At the same time, we have seen there is no stopping to the explosive growth in the telecommunications, IoT, mobile, desktop and server markets that we, the computing industry, have enabled in the last couple of decades. Today’s graduate student community is uniquely enabled, like never before, to really push the envelope in many directions in the research landscape. It leads to many start-ups to emerge into big conglomerate.
While all good things are happening, there is emergence of threat Intelligence changes that are the rules of the game for the security industry. The rise in the number of targeted attacks and ubiquitous Advanced Persistent Threats (APTs) and stringent directives for data protection are the main drivers of the threat intelligence market.
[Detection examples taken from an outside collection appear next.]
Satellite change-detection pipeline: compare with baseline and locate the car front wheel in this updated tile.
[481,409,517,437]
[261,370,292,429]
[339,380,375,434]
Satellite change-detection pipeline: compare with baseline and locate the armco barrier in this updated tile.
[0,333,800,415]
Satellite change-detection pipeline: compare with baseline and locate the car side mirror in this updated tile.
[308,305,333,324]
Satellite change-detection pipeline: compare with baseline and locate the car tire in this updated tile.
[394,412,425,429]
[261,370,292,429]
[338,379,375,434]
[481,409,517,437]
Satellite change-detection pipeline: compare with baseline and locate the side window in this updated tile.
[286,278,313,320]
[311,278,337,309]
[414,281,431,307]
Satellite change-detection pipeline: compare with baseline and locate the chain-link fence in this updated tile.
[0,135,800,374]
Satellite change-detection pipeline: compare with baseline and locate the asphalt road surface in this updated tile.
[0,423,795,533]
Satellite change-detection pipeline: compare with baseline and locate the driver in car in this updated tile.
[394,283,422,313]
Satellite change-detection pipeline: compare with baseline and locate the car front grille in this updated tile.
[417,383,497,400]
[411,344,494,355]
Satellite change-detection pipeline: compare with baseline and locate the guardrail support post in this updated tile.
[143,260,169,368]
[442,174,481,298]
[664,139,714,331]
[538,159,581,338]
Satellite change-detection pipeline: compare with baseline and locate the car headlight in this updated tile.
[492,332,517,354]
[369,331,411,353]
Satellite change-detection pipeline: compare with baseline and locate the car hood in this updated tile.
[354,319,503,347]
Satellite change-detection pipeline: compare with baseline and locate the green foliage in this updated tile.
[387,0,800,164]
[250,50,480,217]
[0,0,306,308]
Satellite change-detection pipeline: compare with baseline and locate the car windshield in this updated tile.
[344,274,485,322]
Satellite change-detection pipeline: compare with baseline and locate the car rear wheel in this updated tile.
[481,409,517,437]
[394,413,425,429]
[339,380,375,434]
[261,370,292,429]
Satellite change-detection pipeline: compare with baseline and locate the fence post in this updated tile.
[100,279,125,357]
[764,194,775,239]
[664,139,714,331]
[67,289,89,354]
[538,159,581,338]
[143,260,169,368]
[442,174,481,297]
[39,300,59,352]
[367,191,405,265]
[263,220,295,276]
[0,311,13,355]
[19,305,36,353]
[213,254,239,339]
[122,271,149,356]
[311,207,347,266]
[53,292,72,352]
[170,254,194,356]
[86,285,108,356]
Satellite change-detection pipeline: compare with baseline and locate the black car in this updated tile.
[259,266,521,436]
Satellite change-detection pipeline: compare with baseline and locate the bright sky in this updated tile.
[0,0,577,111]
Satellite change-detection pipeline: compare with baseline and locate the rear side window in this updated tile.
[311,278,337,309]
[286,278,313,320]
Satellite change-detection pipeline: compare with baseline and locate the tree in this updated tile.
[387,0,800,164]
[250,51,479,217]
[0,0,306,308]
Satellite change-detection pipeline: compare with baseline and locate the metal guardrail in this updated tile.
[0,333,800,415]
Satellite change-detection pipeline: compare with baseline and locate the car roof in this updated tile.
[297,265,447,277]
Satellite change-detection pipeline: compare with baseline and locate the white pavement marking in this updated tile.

Rising threat leads to the emergence of cloud deployment mode, which is expected to grow at a higher CAGR, as SMEs are rapidly adopting cost-effective cloud deployment mode. This model helps SMEs avoid the costs associated with hardware, software, storage, and technical staff. The cloud-based platform offers a unified way in the form of SaaS-based security services to secure business applications. It is also beneficial for organizations with strict budgets for security investments. It is estimated to constitute the largest market share.
Another challenge we have seen is, attackers are now using Wi-Fi networks, which are unsecured and found the way to deliver malware to many devices. A new malware named Emotet has the capability to help spread their malware to more victims. This malware can also spread from one device to another by creating a botnet that helps deliver additional spam and emails.
In these unprecedented times, we have two big challenges including the challenge of corona and cyber. Cyberattacks in India have increased multi-fold in the current environment with close to 4 lakh malware and 375 cyberattacks being witnessed daily. Vulnerabilities will continue to exist and the only solution against those is personal cyber hygiene and technological steps.
Lastly, innovation and disruption become a part of daily life and marketing efforts will continue and don’t ever let anyone convince you that you are not good enough!